Sentencing Factors (18 U.S.C. § 3553)
Governs the imposition of a sentence in federal criminal cases. § 3553(a) lists the factors courts must consider; § 3553(b) originally made the U.S. Sentencing Guidelines mandatory but was modified by Booker.
§ 3553(a) — Factors to Be Considered
Courts must impose a sentence sufficient, but not greater than necessary to comply with the purposes in § 3553(a)(2):
3553(a)(1) — Nature of Offense and Defendant’s History
- Nature and circumstances of the offense
- History and characteristics of the defendant
3553(a)(2) — Purposes of Sentencing
- Retribution — to reflect the seriousness of the offense, promote respect for law, provide just punishment
- Deterrence — adequate deterrence to criminal conduct (general deterrence)
- Incapacitation — protect the public from further crimes
- Rehabilitation — provide defendant with educational, vocational, medical, or other treatment
3553(a)(3)–(7) — Additional Factors
- The kinds of sentences and ranges established by the U.S. Sentencing Guidelines
- The need to avoid unwarranted sentencing disparities among defendants with similar records convicted of similar conduct
- The need to provide restitution to victims
Booker and Advisory Guidelines
United States v.
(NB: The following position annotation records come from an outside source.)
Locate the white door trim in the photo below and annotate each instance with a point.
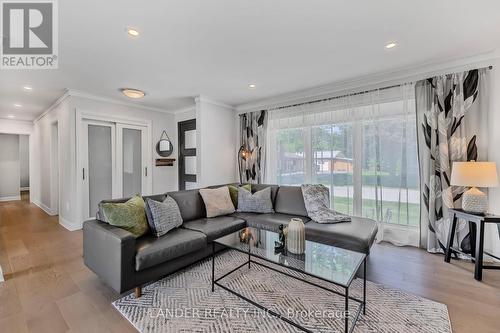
(147, 179)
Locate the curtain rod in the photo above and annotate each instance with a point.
(345, 95)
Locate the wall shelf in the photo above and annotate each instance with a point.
(165, 161)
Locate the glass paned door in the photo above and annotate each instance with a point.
(98, 171)
(333, 163)
(132, 160)
(115, 163)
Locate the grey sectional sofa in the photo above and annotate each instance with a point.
(124, 262)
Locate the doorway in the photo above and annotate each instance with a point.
(54, 168)
(187, 154)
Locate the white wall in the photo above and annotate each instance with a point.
(216, 142)
(16, 126)
(165, 177)
(24, 161)
(64, 114)
(492, 238)
(9, 167)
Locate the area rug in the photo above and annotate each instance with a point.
(184, 302)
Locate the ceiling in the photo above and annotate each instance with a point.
(216, 48)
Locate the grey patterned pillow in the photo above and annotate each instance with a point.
(259, 202)
(163, 216)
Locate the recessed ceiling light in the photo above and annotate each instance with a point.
(133, 32)
(133, 93)
(391, 45)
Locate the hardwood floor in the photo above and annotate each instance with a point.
(47, 287)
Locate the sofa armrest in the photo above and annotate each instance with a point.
(110, 253)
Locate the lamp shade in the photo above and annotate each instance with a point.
(474, 174)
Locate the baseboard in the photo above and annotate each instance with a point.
(11, 198)
(68, 225)
(44, 208)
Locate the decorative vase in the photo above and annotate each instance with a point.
(296, 237)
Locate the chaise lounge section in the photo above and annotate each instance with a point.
(124, 262)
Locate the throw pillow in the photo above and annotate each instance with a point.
(163, 216)
(217, 201)
(233, 191)
(259, 202)
(130, 215)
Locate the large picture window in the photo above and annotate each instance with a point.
(362, 147)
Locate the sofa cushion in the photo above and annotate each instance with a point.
(190, 204)
(289, 200)
(258, 202)
(163, 216)
(216, 227)
(272, 221)
(217, 201)
(233, 192)
(357, 235)
(129, 215)
(260, 187)
(152, 251)
(100, 214)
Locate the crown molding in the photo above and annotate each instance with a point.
(53, 106)
(185, 109)
(204, 99)
(373, 81)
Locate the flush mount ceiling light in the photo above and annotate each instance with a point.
(133, 32)
(133, 93)
(391, 45)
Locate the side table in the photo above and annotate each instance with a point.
(479, 221)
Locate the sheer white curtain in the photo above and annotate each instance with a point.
(363, 147)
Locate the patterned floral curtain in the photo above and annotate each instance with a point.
(253, 127)
(451, 120)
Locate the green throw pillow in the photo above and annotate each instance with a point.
(233, 192)
(130, 215)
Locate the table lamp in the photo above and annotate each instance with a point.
(474, 174)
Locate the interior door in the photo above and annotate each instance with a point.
(133, 167)
(98, 165)
(187, 154)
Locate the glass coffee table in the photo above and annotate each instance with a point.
(324, 262)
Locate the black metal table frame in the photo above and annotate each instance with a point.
(362, 303)
(479, 221)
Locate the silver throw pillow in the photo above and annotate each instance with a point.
(259, 202)
(163, 216)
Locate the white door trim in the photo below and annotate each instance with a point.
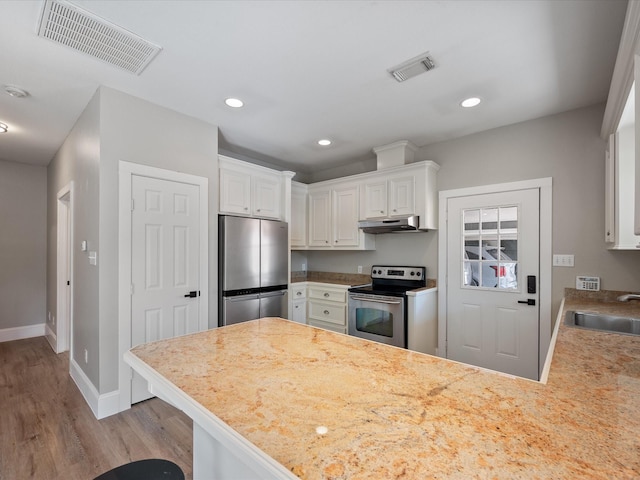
(64, 269)
(545, 187)
(126, 171)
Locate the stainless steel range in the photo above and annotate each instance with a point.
(379, 311)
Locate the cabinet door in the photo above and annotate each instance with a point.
(402, 196)
(320, 218)
(235, 192)
(374, 204)
(298, 225)
(345, 217)
(266, 193)
(299, 309)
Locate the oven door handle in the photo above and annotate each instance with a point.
(363, 299)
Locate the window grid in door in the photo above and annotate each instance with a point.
(490, 247)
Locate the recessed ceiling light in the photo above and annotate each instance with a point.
(470, 102)
(15, 91)
(234, 102)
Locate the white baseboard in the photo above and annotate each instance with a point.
(101, 405)
(51, 337)
(18, 333)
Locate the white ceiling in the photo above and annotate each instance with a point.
(314, 69)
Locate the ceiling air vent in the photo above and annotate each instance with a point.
(81, 30)
(411, 68)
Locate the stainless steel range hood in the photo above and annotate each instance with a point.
(390, 225)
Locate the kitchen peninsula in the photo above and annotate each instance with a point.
(289, 400)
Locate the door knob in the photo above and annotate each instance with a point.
(529, 301)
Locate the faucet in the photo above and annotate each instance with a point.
(628, 296)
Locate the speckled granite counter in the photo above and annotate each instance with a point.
(340, 278)
(392, 413)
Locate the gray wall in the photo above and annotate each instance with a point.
(78, 161)
(566, 147)
(23, 244)
(115, 127)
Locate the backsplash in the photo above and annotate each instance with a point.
(599, 296)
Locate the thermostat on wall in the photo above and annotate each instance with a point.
(588, 283)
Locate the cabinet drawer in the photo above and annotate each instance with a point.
(328, 312)
(328, 294)
(298, 291)
(328, 326)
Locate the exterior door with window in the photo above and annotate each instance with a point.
(492, 281)
(165, 268)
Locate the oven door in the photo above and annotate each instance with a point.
(377, 317)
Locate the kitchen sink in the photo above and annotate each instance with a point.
(605, 323)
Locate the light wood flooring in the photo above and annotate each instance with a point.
(47, 430)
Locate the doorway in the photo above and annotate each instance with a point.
(495, 277)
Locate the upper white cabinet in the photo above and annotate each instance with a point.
(401, 191)
(333, 217)
(251, 190)
(298, 225)
(620, 172)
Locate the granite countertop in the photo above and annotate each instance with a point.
(393, 413)
(351, 279)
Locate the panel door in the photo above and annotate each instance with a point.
(345, 217)
(165, 263)
(492, 250)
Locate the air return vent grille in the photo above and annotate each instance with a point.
(415, 66)
(74, 27)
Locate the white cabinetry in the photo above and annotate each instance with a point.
(251, 190)
(333, 217)
(327, 306)
(298, 225)
(299, 302)
(402, 191)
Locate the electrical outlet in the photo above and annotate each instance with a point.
(563, 260)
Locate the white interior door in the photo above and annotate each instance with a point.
(165, 248)
(493, 265)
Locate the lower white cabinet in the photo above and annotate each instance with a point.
(299, 302)
(327, 306)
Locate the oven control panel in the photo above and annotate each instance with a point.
(398, 273)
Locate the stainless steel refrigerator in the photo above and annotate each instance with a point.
(253, 269)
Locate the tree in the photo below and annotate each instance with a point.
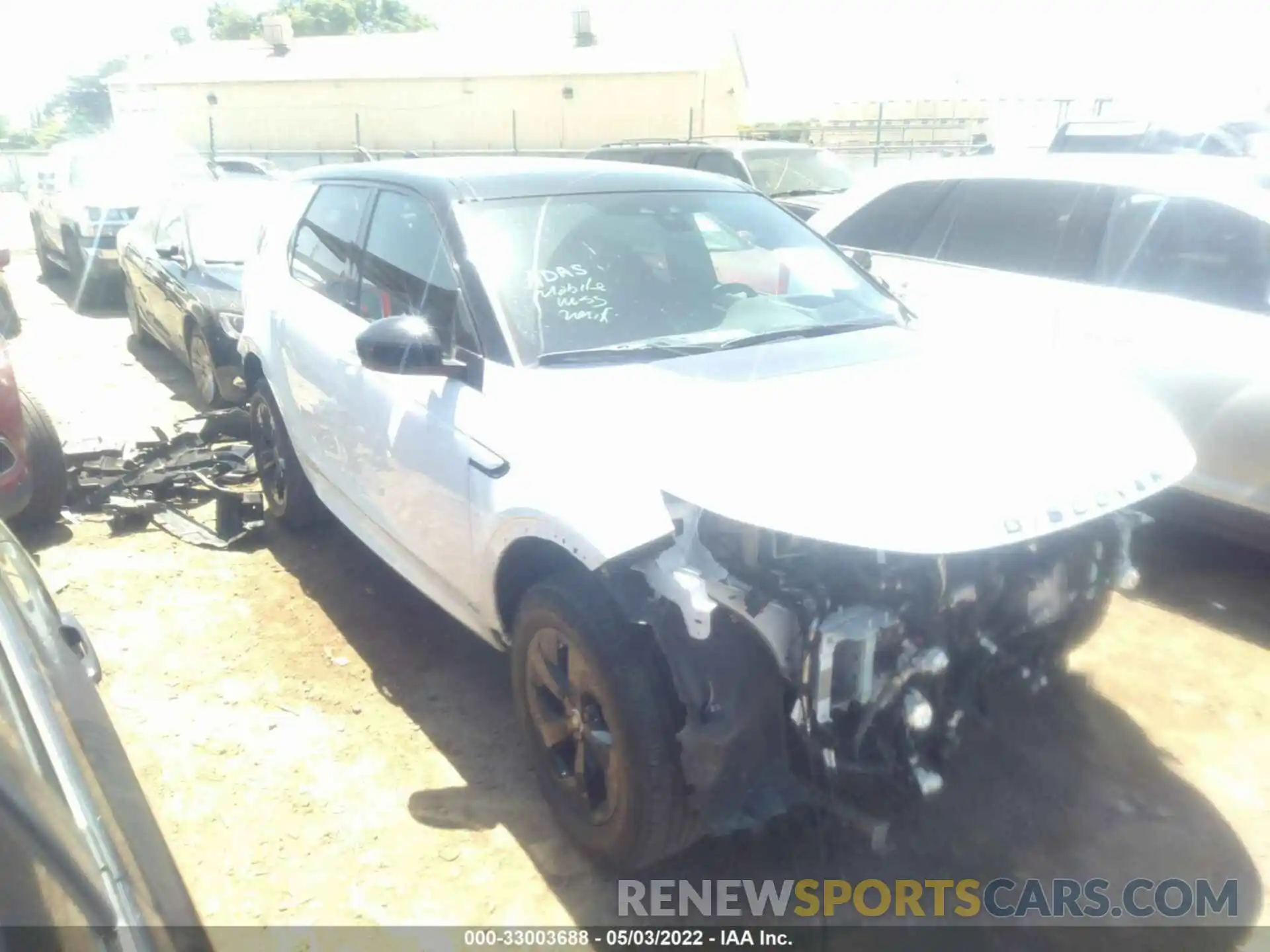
(320, 18)
(226, 20)
(84, 104)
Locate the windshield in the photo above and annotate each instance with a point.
(778, 172)
(603, 270)
(224, 234)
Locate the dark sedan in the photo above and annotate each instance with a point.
(183, 268)
(79, 843)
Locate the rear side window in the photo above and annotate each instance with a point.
(892, 221)
(171, 231)
(321, 257)
(1188, 248)
(1013, 226)
(720, 164)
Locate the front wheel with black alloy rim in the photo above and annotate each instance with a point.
(599, 716)
(287, 492)
(202, 366)
(48, 465)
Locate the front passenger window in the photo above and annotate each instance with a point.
(892, 221)
(321, 258)
(1188, 248)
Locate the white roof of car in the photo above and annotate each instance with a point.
(427, 55)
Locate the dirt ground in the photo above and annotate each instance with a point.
(321, 746)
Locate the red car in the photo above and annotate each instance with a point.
(32, 467)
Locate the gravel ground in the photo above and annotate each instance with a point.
(323, 746)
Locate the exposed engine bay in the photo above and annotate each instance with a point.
(867, 662)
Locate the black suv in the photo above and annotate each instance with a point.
(799, 177)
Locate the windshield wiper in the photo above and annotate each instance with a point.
(796, 192)
(810, 331)
(622, 353)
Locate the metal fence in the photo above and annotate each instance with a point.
(18, 169)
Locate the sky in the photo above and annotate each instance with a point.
(803, 55)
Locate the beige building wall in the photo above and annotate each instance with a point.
(443, 113)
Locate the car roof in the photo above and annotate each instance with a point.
(732, 145)
(1173, 175)
(1244, 183)
(524, 177)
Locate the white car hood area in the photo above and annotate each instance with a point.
(873, 438)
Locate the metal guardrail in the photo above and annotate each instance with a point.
(18, 168)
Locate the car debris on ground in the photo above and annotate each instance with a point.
(159, 480)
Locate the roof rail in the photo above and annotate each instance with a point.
(653, 141)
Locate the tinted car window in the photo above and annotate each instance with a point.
(892, 221)
(171, 231)
(405, 267)
(1188, 248)
(720, 164)
(1014, 226)
(321, 255)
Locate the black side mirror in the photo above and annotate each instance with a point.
(407, 343)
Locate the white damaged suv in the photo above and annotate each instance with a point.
(749, 539)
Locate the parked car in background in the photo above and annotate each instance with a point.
(243, 167)
(1158, 266)
(183, 263)
(1242, 139)
(32, 467)
(11, 324)
(85, 192)
(526, 385)
(799, 177)
(81, 848)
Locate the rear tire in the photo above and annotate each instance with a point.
(287, 493)
(46, 462)
(606, 682)
(202, 367)
(11, 325)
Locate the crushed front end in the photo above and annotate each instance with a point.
(802, 660)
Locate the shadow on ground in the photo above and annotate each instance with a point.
(1062, 786)
(107, 303)
(1210, 579)
(167, 368)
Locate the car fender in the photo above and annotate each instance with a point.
(591, 518)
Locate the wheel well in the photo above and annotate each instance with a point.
(526, 563)
(252, 371)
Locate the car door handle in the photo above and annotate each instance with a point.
(487, 461)
(75, 636)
Booker (2005): The Sixth Amendment requires that any fact (other than a prior conviction) that increases the mandatory Guidelines range must be found by a jury beyond a reasonable doubt, not a judge by a preponderance. The remedy: Guidelines are advisory, not mandatory. Courts must calculate the Guidelines range, then consider the § 3553(a) factors and impose a reasonable sentence.
Gall v. United States (2007): appellate review of sentences is for abuse of discretion. A sentence within the Guidelines range is presumptively reasonable on appeal; a sentence outside the range requires justification proportional to the extent of the deviation.